Creating a custom dataset¶

In this tutorial we will learn how to do the following:

Create a custom dataset within Classy Vision
Integrate a dataset with Classy Vision's configuration system
Iterate over the samples contained in a dataset
Using transforms with Classy Vision
Create a ImageNet dataset, using standard transforms, using torchvision

If you haven't already read our Getting started tutorial, we recommend starting there before reading this tutorial.

1. Create a custom dataset within Classy Vision¶

Creating a dataset for use / using an existing dataset in Classy Vision is as easy as it is in PyTorch, it only requires wrapping the dataset in our dataloading class, ClassyDataset.

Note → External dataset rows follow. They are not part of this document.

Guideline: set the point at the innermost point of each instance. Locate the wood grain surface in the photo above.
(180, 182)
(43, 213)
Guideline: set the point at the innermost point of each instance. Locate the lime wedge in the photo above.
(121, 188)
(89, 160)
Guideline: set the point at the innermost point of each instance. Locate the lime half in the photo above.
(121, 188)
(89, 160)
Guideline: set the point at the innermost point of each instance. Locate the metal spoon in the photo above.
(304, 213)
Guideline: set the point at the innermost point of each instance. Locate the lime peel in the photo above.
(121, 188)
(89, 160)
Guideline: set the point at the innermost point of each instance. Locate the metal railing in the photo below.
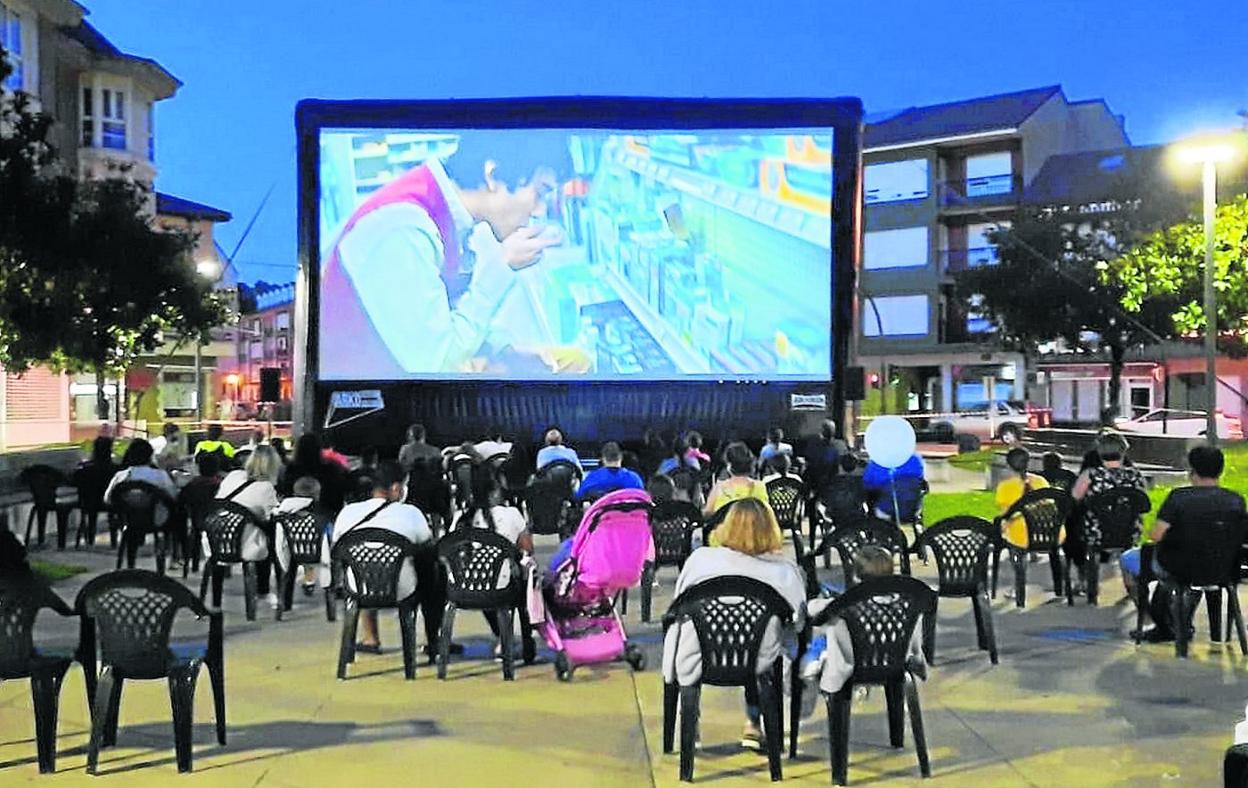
(1005, 187)
(955, 260)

First, specify a dataset with a __getitem__ and __len__ function, the same as required by torch.utils.data.Dataset

In [ ]:

import torch.utils.data
import torch

class MyDataset(torch.utils.data.Dataset):
    def __init__(self):
        super().__init__()
        self.length = 100
        
    def __getitem__(self, idx):
        assert idx >= 0 and idx < self.length, \
            "Provided index {} must be in range [0, {}).".format(idx, self.length)
        return torch.rand(3, 100, 100)
    
    def __len__(self):
        return self.length

Now for most training tasks we want to be able to configure the batchsize on the fly, transform samples, shuffle the dataset, maybe limit the number of samples to shorten a training run, and then construct an iterator for the training loop. ClassyDataset is a simple wrapper that provides this functionality.

In [ ]:

from classy_vision.dataset import ClassyDataset

class MyClassyDataset(ClassyDataset):
    def __init__(self, batchsize_per_replica, shuffle, transform, num_samples):
        dataset = MyDataset()
        super().__init__(dataset, batchsize_per_replica, shuffle, transform, num_samples)

It's that easy! Later in the tutorial we will see how to use the iterator, but before moving on, let's talk about what each of these arguments does.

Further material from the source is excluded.